Derbyshire Police and Crime Commissioner
- Incumbent
- Assumed office 4 May 2024
- Preceded by: Angelique Foster

Personal details
- Party: Labour
- Website: Nicolle Ndiweni

= Nicolle Ndiweni =

Elected politician (born 1989)

Nicolle Ndiweni-Roberts (born 5 March 1989 in Bulawayo, Zimbabwe) was elected as the Derbyshire Police and Crime Commissioner in the 2024 England and Wales police and crime commissioner elections representing the Labour Party. She defeated Angelique Foster of the Conservative Party, the incumbent since 2021.

Ndiweni-Roberts now serves as one of the APCC Joint Leads for Economic and Cyber Crime.
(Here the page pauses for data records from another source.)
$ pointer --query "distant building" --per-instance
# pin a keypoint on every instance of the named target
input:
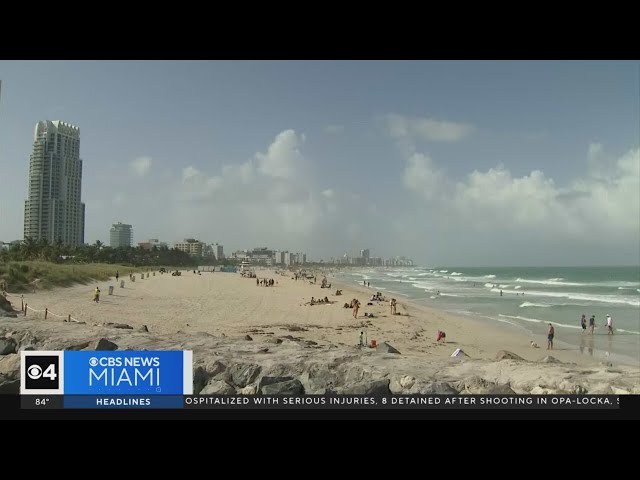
(53, 209)
(193, 247)
(263, 256)
(121, 235)
(152, 242)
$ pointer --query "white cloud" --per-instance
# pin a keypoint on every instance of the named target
(141, 165)
(190, 173)
(422, 174)
(413, 128)
(119, 199)
(283, 158)
(601, 204)
(334, 129)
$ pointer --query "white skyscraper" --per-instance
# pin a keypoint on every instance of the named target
(53, 209)
(121, 235)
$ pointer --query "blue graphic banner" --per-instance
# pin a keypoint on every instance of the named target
(123, 401)
(127, 373)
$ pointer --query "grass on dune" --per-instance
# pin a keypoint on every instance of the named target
(19, 275)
Their portfolio focuses on addressing critical issues such as online safety, harassment, fraud, hacking and economic crime.

Ndiweni-Roberts holds a degree in Criminology and International Relations from the University of Lincoln. Prior to her role as PCC, she worked as a Business Expansion specialist in Inward Investment. She is a Vice Chair and Women's Representative on Labour's East Midlands Regional Board, and a former East Midlands Representative on Labour’s National Policy Forum.

Ndiweni-Roberts is also a Member of the Nova Education Trust, and sits on the East Midlands Cyber Resilience Centre board, contributing to efforts in strengthening the region's cybersecurity infrastructure, education and support for individuals, schools and businesses.

Ndiweni-Roberts had previously been a District Councillor on Ashfield District Council for the Hucknall Central Ward and served as a Cabinet Member for the Safer and Stronger Communities portfolio from 2015-2019 before losing her seat to the Ashfield Independents. She was also one of Labour's five candidates in the East Midlands for the 2019 European Parliament election.